Better allocator
Currently, the C allocator just reserves 8 GB of memory when the program starts, and, if there are multiple threads, that memory is split between then. So, for example, if there are 8 threads, each one gets 1 GB to work with. A worker can read from other worker's memories (which may happen for shared data, i.e., when they pass through a DP0/DP1 pointer), but only the owner of the slice can allocate memory from it. Each worker also keeps its own freelist.
As such, a huge improvement would be thread-safe, global, possibly arena-based, alloc and free.
Better scheduler
Right now, the task scheduler will just partition threads evenly among the normal form of the result. So, for example, if the result is (Pair A B)
, and there are 8 threads, 4 will be assigned to reduce A and B. This is obviously very limited: if A reduces quickly, it won't re-assign the threads to help reducing B, so the program will just use half of the cores from that point. And so on. This is why algorithms that return lists are often slower, they aren't using threads at all. In the worst case, it will just fallback to being single threaded.

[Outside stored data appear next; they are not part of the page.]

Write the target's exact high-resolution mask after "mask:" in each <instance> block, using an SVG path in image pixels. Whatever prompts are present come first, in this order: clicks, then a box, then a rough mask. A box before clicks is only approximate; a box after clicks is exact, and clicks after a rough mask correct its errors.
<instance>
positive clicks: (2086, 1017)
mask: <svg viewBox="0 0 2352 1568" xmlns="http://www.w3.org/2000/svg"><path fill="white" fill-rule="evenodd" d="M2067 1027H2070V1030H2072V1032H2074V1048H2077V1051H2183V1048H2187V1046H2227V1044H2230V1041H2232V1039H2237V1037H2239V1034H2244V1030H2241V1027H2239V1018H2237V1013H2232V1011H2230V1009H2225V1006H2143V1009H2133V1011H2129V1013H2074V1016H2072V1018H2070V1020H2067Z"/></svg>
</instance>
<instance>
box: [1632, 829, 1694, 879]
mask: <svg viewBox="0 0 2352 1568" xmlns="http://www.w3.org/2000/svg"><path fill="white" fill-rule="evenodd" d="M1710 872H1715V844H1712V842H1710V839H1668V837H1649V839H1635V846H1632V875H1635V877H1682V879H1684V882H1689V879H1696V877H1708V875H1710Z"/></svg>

A huge improvement would be a proper scheduler, that adds potential redexes to a task pool. When I attempted to do that, the cost of synchronization added too much overhead, ruining the performance. Perhaps a heuristic to consider would be to limit the depth of the redexes for which global tasks are emitted; anything below, say, depth=8, would just be reduced by the thread that reaches it. Many improvements can be done, though.
I32, I64, U64, F32, F64
Right now, HVM only supports U32. The numeric types above should be supported too. I32 and F32 should be easy to add, since they are unboxed, like U32. I64, U64 and F64 require implementing boxed numbers, since they don't fit inside a 64-bit Lnk (due to the 4-bit pointer), but shouldn't be hard. Discussion on whether we should have unboxed 60-bit variants is valid.
On #81.
Improve the left-hand side flattener
On #54.
A nice API to use as a Rust library
Using HVM as a pure Rust lib inside other projects should be very easy, specially considering the interpreter has a fairly good performance (only about 50% slower than the single-thread compiled version). We must think of the right API to expose these features in a Rust-idiomatic, future-proof way. Input from the Rust community is appreciated.
A JIT compiler
Right now, HVM compiles to C. That means a C compiler like clang or gcc is necessary to produce executables, which means that it isn't portable when used as a lib. Of course, libs can just use the interpreter, but it is ~3x slower than the compiler, and is not parallel. Ideally, we'd instead JIT-compile HVM files using WASM or perhaps Cranelift, allowing lib users to enjoy the full speed of HVM in a portable way.
IO
Adding IO should be easy: just write an alternative version of normalize
that, instead of just outputting the normal form, pattern-matches it against the expected IO type, and performs IO operations as demanded.
Windows support
The compiler doesn't support Windows yet. The use of -lpthreads
may be an issue. The interpreter should work fine, though.
On #52.
GPU compilers
Compiling to the GPU would be amazing, and I see no reason this shouldn't be possible. The only complications I can think of are:
-
How do we alloc inside a GPU work unit?
-
Reduce() is highly branching, so this may destroy the performance. But it can be altered to group tasks by categories, and merge all branches in one go. The reduce function essentially does this: branch -> match -> alloc -> subst -> free
. The last 4 steps are very similar independent of the branch it falls into. So, instead, the branch part can just prepare some data, and the match -> alloc -> subst -> free
pass are all moved to the same branch, just with different indices and parameters. This will avoid thread divergence.
-
GPGPU is a laborious mess. I'm under OSX, so I can't use CUDA; OpenCL is terrible; WebGPU is too new (and from what I could see, doesn't have the ability to read/write from the same buffer in the same pass!?). Regardless, we'd probably need different versions, Metal for OSX, CUDA and OpenCL for Windows depending on the GPU, etc. So, that's a lot of work that I can't do myself, it would require expensive engineers.
Compile Kind to HVM
HVM is meant to be a "low-level target", which is kinda confusing because it is actually very high-level, but in the sense that users shouldn't be writing it directly. Ideally, Kind will compile to HVM, but it needs a lot of adjustments before that is possible.
Add a checker for the "derivatives of (λx(x x) λx(x x)) not allowed" rule
See this issue for more information, as well as the superposed duplication section on HOW.md.
On #61.
Tests
This project has basically no test. Write tests!
Will edit the thread as I think of more things. Feel free to add to this thread.